The cardoons/artichokes violetta di Chioggia are looking limp and wretched. I am reminded of a friend’s thesis on 18th century French soldiers who died of the then medically accepted condition, nostalgia. The strain of being up-rooted, homesick and in a strange place to which they couldn't adapt, became too much. They withered and died. More recently, our cricketers have had to come home from tours due to bouts of homesickness. I can't move my plants back to their original spots so find myself cheering them on, willing them to settle and root.

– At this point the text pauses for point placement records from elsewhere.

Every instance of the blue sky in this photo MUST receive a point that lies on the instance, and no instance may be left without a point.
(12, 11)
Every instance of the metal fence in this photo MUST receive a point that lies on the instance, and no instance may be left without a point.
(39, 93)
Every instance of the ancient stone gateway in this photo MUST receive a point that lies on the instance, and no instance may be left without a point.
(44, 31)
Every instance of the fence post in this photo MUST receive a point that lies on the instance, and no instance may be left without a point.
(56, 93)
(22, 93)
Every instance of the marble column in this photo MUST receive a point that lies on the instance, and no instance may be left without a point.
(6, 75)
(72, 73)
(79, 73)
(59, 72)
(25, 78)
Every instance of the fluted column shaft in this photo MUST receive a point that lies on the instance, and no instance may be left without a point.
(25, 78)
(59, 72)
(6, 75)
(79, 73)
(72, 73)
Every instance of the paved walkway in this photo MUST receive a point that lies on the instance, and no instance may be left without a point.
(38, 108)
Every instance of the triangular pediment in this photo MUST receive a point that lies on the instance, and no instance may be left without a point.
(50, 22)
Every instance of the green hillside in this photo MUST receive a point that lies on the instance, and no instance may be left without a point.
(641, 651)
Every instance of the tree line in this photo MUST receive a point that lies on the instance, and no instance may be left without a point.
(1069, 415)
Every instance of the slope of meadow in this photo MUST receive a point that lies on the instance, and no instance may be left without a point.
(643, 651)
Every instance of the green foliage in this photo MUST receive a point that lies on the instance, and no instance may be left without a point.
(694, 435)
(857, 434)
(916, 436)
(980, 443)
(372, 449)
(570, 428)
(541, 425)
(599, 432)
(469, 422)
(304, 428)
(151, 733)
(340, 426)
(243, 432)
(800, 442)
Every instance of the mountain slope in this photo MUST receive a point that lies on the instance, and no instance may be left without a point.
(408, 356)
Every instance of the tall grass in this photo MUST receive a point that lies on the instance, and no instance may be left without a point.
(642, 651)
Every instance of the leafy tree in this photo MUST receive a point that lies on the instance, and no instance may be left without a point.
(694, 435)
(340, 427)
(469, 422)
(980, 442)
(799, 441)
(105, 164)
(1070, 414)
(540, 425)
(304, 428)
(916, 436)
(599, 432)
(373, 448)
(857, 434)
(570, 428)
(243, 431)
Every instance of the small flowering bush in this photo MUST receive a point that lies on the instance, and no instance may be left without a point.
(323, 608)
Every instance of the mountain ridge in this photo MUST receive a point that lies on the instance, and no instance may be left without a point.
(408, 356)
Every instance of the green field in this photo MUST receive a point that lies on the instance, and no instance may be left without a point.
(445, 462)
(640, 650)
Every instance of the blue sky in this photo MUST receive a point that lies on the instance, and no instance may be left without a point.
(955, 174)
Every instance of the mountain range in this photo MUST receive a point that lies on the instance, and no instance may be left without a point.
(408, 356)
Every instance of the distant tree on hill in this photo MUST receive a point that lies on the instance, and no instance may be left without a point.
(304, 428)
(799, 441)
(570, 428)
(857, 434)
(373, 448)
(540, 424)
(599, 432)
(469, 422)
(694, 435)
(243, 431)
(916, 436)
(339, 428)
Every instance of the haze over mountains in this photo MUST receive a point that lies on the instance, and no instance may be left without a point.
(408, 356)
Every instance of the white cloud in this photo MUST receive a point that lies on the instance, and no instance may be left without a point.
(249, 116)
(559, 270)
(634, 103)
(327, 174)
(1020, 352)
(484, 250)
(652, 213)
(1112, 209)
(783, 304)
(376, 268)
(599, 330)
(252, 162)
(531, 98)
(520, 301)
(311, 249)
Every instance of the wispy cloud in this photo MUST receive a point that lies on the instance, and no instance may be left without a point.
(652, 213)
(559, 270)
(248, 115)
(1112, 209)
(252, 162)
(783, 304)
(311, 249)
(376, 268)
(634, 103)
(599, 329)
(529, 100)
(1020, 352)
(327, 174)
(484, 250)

Wednesday 11 November 2009

?Cardoons

Decided to move my cardoons which spent the summer leaning over a main path, scratching innocent passers by. For plotholders are well-armed and shoot from the hip, or in this case, chopped off my exquisite cardoons' purple heads. Became clear getting to the root of the probem was a tough job, but undeterred my spade and I heaved and dug and suddenly up one came, then another. Roots torn and broken, but with cans of water and beds of mixed compost, manure and leaf mould they are now rehoused. One new shoot broke right off. A, who knows his plants, told me to cut the outside leaf down to the tip of the heart of the new leaves and pop it in since it had a hint of root. Followed instruction and left it looking perky. Strange to think these prickly giants began as seeds on my window ledge. I call them cardoons because my usually knowledgeable plotmates do, but I thought the seed packet (now lost) was entitled more glamorously, artichoke "violetta di Chioggia". What is the identifiable difference?